Festival celebrates camp’s dual anniversaries


Vitaly (Victor) Lupish and his family packed four wooden suitcases into a horse and cart and fled as the Russian Army advanced into Belarus during World War II.

They spent five years in Germany before arriving in the Hunter Region aboard the first migrant ship to Newcastle, the MV Fairsea, on 19 August 1949.

The vessel carried a total of 1,896 migrants, with Mr Lupish and his family then transported to the Greta Migrant Camp, near Maitland.

“We lived in camps in Germany, in huts, and, when we arrived [in Australia], we thought we’d be living in houses,” he told Newcastle Weekly.

“Not so – we were back in a camp.

“My mother burst into tears when she saw that.
“She said to my father: ‘What have we got ourselves into?’”

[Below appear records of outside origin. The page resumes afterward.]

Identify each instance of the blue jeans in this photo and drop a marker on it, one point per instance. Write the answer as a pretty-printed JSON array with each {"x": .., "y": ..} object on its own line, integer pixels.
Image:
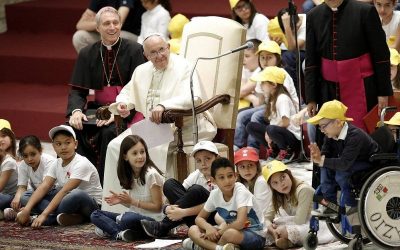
[
  {"x": 5, "y": 200},
  {"x": 107, "y": 221},
  {"x": 244, "y": 117},
  {"x": 330, "y": 179},
  {"x": 75, "y": 202}
]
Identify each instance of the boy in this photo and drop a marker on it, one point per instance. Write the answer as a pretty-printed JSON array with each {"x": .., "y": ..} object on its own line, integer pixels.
[
  {"x": 187, "y": 199},
  {"x": 346, "y": 149},
  {"x": 77, "y": 191},
  {"x": 243, "y": 221}
]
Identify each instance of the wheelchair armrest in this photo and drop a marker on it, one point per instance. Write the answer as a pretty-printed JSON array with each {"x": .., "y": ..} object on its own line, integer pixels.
[{"x": 383, "y": 156}]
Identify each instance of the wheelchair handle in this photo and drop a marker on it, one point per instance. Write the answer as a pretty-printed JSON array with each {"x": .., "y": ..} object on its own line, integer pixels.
[{"x": 387, "y": 109}]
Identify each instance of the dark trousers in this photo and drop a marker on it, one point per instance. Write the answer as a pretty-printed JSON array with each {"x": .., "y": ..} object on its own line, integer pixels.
[{"x": 178, "y": 195}]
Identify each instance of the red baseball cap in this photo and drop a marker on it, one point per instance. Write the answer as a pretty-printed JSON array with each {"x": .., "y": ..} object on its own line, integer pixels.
[{"x": 246, "y": 154}]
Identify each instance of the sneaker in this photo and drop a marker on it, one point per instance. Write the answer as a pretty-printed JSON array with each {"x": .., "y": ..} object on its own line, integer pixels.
[
  {"x": 10, "y": 214},
  {"x": 152, "y": 228},
  {"x": 64, "y": 219},
  {"x": 126, "y": 235},
  {"x": 188, "y": 244},
  {"x": 100, "y": 233},
  {"x": 230, "y": 246},
  {"x": 323, "y": 211},
  {"x": 285, "y": 156}
]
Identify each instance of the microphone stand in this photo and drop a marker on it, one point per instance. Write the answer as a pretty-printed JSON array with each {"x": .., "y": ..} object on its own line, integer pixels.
[
  {"x": 195, "y": 126},
  {"x": 292, "y": 13}
]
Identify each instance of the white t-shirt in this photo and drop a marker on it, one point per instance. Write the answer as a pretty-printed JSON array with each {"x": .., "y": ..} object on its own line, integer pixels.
[
  {"x": 143, "y": 192},
  {"x": 288, "y": 83},
  {"x": 198, "y": 178},
  {"x": 285, "y": 107},
  {"x": 26, "y": 175},
  {"x": 154, "y": 21},
  {"x": 9, "y": 163},
  {"x": 79, "y": 168},
  {"x": 391, "y": 28},
  {"x": 258, "y": 28},
  {"x": 242, "y": 197}
]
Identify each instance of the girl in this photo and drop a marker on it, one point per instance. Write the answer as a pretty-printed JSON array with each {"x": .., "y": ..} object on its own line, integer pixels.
[
  {"x": 280, "y": 107},
  {"x": 249, "y": 173},
  {"x": 244, "y": 12},
  {"x": 138, "y": 174},
  {"x": 390, "y": 21},
  {"x": 8, "y": 166},
  {"x": 33, "y": 170},
  {"x": 295, "y": 198},
  {"x": 155, "y": 19},
  {"x": 394, "y": 69}
]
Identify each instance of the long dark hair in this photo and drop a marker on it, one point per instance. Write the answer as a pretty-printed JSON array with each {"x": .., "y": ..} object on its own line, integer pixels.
[
  {"x": 13, "y": 147},
  {"x": 124, "y": 169},
  {"x": 271, "y": 105},
  {"x": 281, "y": 200},
  {"x": 29, "y": 140},
  {"x": 252, "y": 15}
]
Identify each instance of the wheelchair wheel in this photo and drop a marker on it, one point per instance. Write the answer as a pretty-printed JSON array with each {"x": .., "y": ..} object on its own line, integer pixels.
[
  {"x": 379, "y": 207},
  {"x": 311, "y": 241}
]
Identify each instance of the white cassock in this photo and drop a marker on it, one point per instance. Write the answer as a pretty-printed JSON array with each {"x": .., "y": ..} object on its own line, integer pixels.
[{"x": 147, "y": 88}]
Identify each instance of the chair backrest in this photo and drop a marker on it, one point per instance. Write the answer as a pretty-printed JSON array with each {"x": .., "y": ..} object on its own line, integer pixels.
[{"x": 209, "y": 37}]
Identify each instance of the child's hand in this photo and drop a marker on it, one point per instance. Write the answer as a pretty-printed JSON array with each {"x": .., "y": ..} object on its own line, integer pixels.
[
  {"x": 113, "y": 199},
  {"x": 175, "y": 213}
]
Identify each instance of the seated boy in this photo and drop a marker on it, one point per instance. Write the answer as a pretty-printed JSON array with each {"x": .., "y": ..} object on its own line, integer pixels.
[
  {"x": 77, "y": 192},
  {"x": 346, "y": 149},
  {"x": 187, "y": 199},
  {"x": 243, "y": 220}
]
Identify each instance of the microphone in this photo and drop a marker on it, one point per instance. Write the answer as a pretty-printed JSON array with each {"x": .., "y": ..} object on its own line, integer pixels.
[{"x": 247, "y": 45}]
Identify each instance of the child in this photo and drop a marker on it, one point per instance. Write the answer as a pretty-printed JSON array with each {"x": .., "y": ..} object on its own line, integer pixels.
[
  {"x": 280, "y": 107},
  {"x": 155, "y": 19},
  {"x": 32, "y": 170},
  {"x": 138, "y": 174},
  {"x": 346, "y": 149},
  {"x": 187, "y": 199},
  {"x": 77, "y": 191},
  {"x": 249, "y": 174},
  {"x": 243, "y": 219},
  {"x": 394, "y": 69},
  {"x": 295, "y": 198},
  {"x": 8, "y": 166}
]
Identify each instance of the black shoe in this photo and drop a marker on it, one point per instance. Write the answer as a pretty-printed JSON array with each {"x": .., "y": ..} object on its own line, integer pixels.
[{"x": 153, "y": 228}]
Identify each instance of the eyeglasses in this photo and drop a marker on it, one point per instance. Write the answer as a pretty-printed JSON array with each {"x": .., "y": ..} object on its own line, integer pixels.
[
  {"x": 243, "y": 6},
  {"x": 160, "y": 51},
  {"x": 324, "y": 126}
]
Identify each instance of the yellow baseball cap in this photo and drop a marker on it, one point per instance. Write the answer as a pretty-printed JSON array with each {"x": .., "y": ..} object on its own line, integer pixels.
[
  {"x": 269, "y": 46},
  {"x": 395, "y": 120},
  {"x": 272, "y": 168},
  {"x": 5, "y": 124},
  {"x": 394, "y": 57},
  {"x": 270, "y": 74},
  {"x": 275, "y": 31},
  {"x": 234, "y": 2},
  {"x": 175, "y": 26},
  {"x": 330, "y": 110}
]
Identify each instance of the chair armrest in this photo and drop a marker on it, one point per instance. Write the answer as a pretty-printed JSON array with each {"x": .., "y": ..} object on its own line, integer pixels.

The Greta Migrant Camp homed an estimated 100,000 migrants from more than 17 countries between 1949 and 1960.

One area was known as ‘Chocolate City’ due to the brown coloured oiled timber buildings, while other parts were called ‘Silver City’ because of the corrugated iron huts that were built.

Upon arriving at the camp, Mr Lupish spoke no English and was on constant alert after hearing tales of Australia’s dangerous wildlife.

“When we were in Germany, we were told that the place was full of venomous snakes and spiders and that there were forests full of them,” he said.
“So, for the next six months at least, I very cautiously wandered into the bush at Greta and was on the lookout for a snake.

“Outside ‘Chocolate City’ was the well-known hill, Mount Molly Morgan, which we used to climb as kids – always keeping an eye out for snakes of course.”

Vitaly Lupish in his backyard at Rankin Park.

Mr Lupish eventually left the camp in early 1951 and took up residence in an old miners’ cottage at Wallsend.

However, he still made regular trips back to Greta.

“I kept going to the camp on weekends because I had a connection there,” he said.
“At first it was every weekend, then it became every second weekend – I was involved in the Orthodox church there.”

Mr Lupish went on to gain an engineering certificate and worked for BHP.

He is also a life member of the Hunter Multicultural Communities (HMC), formerly known as the Ethnic Communities Council.

Mr Lupish will now attend a 70th anniversary celebration of the Greta Migrant Camp at Camp Road, Greta, this weekend.

The Silky Oak Festival, which takes place on Saturday 9 and Sunday 10 November, is being hosted by the Central Hunter Business Chamber and HMC.

It will double as a celebration of the 80th anniversary of the Greta Army Camp.

The site was compulsory acquired by the army on 7 November 1939 and became one of the largest training camps in the country.

After the war, much of the field training areas were returned to open grazing land.

However, it still played a part in training the British and Commonwealth Forces (BCOF) of Japan. These troops were among the occupation forces that served to maintain control of the Japanese under US General Douglas MacArthur.

In 1949, the camp was transferred to the Department of Immigration; the army took control back in 1962; and the site and buildings were sold in 1980.

The Silky Oak Festival will include food, culture, a kid’s zone, military vehicle displays, migrant demonstrations, and Scottish Pipe Bands.

The event is set to start with a full military parade by the Royal Australian Navy Band, Defence Force personnel, veterans, and other dignities.

The Governor General of Australia, David Hurley, will provide the opening address.

Gates open at 8.30am on both days and will close at 5.30pm on Saturday and 4.30pm on Sunday.